I've seen systems where the sheer scale is staggering. A project might involve pulling data from a dozen different sources, transforming it, and making it available in a combined way. To achieve this, the system becomes a complex web of interconnected components. Every change, no matter how small, takes a long time to propagate, just to make sure nothing breaks. The team's attention becomes focused on alarms, bug counts, and making sure all the pieces stay running.
They're the best mechanics in the world, keeping this incredible machine alive.
But if you ask a simple question like, "How is this combined data being used?" or "Is it solving a real problem for anyone?", the answer is often vague, or even unknown. The team is so focused on maintaining the system that they haven't had time to measure its impact.
How does this happen? How does a team of smart, dedicated people end up building something that isn't really helping anyone?
It usually starts with good intentions. The goal is to build a robust, scalable system, a truly impressive piece of engineering. But over time, something shifts. The individual goals start to diverge from the product's goals.
An engineer's priority becomes closing tickets or delivering features on time, not necessarily creating something that customers love. The metrics that matter become internal and technical. The team gets so caught up in optimizing the system that they forget to optimize for the user.
The result is a complex, expensive machine that consumes talent, time, and resources. It might be a marvel of engineering, but it's not really solving a problem.

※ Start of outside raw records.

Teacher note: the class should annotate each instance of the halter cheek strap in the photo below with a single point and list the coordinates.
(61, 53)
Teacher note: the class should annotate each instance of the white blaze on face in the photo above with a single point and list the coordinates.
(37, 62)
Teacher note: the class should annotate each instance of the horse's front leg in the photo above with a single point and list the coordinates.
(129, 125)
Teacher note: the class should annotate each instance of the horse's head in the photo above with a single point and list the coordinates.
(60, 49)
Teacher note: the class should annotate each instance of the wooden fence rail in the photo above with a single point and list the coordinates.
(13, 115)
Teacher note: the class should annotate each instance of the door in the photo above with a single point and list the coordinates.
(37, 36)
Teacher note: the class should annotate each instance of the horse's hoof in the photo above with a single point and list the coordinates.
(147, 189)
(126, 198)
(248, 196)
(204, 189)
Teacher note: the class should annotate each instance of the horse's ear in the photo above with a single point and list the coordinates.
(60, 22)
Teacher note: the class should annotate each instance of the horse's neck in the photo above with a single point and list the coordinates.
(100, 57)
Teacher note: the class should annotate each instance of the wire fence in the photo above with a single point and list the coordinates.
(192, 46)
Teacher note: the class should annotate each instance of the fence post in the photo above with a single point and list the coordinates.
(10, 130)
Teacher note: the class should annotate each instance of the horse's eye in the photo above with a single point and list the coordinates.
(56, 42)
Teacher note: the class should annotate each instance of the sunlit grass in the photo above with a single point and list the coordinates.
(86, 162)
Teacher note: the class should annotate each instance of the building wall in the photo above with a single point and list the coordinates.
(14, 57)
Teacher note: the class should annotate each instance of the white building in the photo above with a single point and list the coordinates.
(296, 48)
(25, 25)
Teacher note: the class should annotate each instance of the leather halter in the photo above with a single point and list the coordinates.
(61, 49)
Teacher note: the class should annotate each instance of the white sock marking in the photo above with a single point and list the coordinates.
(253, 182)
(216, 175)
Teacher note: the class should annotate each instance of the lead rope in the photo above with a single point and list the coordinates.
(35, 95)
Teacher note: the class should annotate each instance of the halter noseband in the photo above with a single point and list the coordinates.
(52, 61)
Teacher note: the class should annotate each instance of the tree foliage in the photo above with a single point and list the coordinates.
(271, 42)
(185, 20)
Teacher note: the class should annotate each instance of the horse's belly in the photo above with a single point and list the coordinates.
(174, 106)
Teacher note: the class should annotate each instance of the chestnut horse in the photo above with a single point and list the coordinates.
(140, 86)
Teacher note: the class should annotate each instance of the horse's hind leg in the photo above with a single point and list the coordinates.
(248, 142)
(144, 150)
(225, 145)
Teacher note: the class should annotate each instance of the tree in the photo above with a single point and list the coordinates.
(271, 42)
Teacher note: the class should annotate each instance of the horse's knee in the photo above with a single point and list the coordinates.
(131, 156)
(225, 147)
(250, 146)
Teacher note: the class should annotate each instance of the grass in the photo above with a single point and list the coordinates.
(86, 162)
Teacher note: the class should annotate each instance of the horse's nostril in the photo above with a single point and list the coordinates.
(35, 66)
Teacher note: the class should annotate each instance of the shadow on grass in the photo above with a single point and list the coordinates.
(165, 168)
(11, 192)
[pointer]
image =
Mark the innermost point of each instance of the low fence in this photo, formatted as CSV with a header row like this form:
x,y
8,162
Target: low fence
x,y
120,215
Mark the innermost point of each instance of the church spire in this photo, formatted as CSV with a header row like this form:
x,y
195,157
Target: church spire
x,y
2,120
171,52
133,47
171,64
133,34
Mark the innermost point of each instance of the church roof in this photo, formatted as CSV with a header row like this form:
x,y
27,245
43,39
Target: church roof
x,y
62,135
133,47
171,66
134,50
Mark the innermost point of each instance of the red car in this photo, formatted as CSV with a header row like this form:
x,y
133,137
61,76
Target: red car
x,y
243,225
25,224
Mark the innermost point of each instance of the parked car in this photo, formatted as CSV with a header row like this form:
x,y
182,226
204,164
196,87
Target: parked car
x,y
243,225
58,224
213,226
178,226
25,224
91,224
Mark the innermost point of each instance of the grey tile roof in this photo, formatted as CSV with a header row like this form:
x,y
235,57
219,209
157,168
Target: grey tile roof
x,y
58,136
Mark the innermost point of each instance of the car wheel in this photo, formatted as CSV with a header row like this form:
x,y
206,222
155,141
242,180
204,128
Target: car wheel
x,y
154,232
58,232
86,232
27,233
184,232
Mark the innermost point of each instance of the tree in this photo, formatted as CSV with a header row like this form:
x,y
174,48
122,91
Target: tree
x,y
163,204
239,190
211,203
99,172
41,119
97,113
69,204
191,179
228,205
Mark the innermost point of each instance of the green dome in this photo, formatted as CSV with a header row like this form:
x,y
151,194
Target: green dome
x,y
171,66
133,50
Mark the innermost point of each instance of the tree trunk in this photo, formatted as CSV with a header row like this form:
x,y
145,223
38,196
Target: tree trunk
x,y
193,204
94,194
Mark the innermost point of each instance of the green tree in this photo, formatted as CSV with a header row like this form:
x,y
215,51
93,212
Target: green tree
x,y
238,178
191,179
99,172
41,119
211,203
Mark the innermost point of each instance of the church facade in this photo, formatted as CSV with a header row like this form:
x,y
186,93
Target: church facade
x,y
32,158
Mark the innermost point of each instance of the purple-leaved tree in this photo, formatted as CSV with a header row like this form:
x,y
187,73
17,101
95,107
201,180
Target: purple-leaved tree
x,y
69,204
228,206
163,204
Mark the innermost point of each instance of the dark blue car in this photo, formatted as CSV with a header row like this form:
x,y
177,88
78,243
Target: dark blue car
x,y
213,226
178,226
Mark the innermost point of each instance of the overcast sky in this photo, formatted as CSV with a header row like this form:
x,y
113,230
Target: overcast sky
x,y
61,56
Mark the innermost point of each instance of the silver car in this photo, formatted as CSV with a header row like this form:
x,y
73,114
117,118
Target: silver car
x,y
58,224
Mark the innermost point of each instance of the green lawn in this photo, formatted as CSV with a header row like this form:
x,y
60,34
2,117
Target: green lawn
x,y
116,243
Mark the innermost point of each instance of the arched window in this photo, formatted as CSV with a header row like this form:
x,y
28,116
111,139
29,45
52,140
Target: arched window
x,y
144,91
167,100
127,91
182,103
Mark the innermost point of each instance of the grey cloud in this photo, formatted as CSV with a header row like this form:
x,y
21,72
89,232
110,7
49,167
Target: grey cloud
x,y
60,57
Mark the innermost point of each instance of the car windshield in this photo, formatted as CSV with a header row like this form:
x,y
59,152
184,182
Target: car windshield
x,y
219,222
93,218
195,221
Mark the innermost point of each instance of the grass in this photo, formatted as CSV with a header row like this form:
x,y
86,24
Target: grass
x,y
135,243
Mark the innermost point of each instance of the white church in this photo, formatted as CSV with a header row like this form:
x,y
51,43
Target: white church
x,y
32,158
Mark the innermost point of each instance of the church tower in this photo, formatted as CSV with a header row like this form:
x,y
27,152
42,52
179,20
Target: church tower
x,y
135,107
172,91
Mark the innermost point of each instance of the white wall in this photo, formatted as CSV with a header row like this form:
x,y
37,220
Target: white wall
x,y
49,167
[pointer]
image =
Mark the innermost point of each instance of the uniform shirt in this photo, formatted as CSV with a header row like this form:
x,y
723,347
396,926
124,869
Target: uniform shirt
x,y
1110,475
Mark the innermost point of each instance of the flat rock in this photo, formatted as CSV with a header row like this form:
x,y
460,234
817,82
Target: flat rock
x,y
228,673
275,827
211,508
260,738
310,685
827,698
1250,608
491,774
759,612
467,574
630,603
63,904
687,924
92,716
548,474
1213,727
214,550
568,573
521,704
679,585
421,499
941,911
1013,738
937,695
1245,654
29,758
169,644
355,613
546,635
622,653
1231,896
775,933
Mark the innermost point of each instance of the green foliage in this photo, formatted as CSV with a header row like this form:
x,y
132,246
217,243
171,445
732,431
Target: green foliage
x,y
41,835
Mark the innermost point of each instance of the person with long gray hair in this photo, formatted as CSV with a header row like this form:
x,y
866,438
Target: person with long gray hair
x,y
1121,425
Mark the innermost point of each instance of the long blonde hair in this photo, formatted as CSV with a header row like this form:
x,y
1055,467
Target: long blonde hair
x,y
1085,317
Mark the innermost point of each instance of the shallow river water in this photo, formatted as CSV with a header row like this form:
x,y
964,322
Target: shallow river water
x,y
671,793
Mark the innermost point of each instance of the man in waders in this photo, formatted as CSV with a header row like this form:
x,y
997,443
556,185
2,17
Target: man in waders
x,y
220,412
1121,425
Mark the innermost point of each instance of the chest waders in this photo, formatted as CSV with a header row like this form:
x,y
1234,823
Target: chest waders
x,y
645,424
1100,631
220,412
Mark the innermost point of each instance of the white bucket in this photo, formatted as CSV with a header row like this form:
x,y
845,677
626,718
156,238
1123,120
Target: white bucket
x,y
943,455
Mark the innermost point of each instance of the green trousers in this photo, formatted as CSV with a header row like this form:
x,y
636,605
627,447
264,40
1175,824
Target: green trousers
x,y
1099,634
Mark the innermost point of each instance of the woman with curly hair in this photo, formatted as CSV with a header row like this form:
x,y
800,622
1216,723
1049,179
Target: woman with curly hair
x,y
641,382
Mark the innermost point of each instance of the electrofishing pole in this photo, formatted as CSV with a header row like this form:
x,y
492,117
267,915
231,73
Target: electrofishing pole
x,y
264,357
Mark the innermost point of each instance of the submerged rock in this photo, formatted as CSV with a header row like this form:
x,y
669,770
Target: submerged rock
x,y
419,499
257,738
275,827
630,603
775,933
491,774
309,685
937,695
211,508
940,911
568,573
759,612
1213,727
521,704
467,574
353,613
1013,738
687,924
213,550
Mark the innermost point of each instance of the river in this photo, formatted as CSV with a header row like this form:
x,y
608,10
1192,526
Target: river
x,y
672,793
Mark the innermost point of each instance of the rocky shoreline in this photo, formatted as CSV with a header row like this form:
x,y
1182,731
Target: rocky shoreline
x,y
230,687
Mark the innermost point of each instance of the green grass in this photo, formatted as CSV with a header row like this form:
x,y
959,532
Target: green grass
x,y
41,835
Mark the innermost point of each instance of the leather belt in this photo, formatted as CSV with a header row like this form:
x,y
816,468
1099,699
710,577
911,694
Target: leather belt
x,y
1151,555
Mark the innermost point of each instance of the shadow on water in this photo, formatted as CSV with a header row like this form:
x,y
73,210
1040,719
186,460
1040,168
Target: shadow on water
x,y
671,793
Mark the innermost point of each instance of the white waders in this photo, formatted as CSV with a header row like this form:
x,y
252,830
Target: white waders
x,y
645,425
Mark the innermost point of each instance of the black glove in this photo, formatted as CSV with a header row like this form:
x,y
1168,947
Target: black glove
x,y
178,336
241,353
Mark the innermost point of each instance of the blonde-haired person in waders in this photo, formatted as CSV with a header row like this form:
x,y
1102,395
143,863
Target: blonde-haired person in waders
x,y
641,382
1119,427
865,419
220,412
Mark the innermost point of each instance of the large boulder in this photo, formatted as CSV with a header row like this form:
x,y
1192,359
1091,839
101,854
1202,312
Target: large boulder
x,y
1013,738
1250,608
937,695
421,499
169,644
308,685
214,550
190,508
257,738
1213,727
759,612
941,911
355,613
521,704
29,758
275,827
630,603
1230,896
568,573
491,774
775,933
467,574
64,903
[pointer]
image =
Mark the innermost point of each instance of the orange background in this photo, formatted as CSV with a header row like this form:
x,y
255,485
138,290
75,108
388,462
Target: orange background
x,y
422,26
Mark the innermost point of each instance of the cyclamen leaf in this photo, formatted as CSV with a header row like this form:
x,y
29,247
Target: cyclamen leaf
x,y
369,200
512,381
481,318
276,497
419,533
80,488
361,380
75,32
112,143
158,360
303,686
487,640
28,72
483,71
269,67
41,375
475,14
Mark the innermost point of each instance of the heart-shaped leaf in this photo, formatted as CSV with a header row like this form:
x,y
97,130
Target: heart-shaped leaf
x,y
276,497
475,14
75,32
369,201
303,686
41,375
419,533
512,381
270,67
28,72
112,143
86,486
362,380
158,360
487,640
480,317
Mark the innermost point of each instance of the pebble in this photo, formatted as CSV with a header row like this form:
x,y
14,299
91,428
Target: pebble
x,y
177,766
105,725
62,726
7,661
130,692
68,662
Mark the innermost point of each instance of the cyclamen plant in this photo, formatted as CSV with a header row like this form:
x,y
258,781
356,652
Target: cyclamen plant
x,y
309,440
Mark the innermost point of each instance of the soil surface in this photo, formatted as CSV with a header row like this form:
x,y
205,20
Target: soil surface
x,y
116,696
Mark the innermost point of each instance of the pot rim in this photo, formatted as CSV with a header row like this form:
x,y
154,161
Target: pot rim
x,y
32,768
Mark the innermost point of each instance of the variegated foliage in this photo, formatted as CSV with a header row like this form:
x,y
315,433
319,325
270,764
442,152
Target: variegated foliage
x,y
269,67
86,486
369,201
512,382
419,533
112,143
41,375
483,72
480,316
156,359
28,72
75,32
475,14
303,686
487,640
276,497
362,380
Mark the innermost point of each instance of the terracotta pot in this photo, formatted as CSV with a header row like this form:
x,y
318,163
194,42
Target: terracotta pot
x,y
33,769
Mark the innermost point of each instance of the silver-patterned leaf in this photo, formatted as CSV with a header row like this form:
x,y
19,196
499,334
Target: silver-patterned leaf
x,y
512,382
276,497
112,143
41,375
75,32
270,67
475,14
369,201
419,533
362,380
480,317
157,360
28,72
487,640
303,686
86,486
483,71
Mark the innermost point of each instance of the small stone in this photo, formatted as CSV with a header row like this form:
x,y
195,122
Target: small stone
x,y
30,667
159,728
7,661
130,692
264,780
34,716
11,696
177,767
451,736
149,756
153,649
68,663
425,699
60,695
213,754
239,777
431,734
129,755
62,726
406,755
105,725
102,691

The real trap is losing sight of the "why." We get so focused on the "how"—the code, the architecture, the performance—that we forget to constantly ask:
- Why are we doing this?
- What problem are we solving?
- How will we know if we're successful?
The most valuable skill an engineer can have isn't just technical expertise; it's the ability to step back and ask those questions. It's the ability to challenge assumptions and to make sure that the team is always focused on delivering value to the end user.
Because a simple tool that people actually use is always better than a complex machine that solves a problem nobody has. It's about remembering the point of the thing.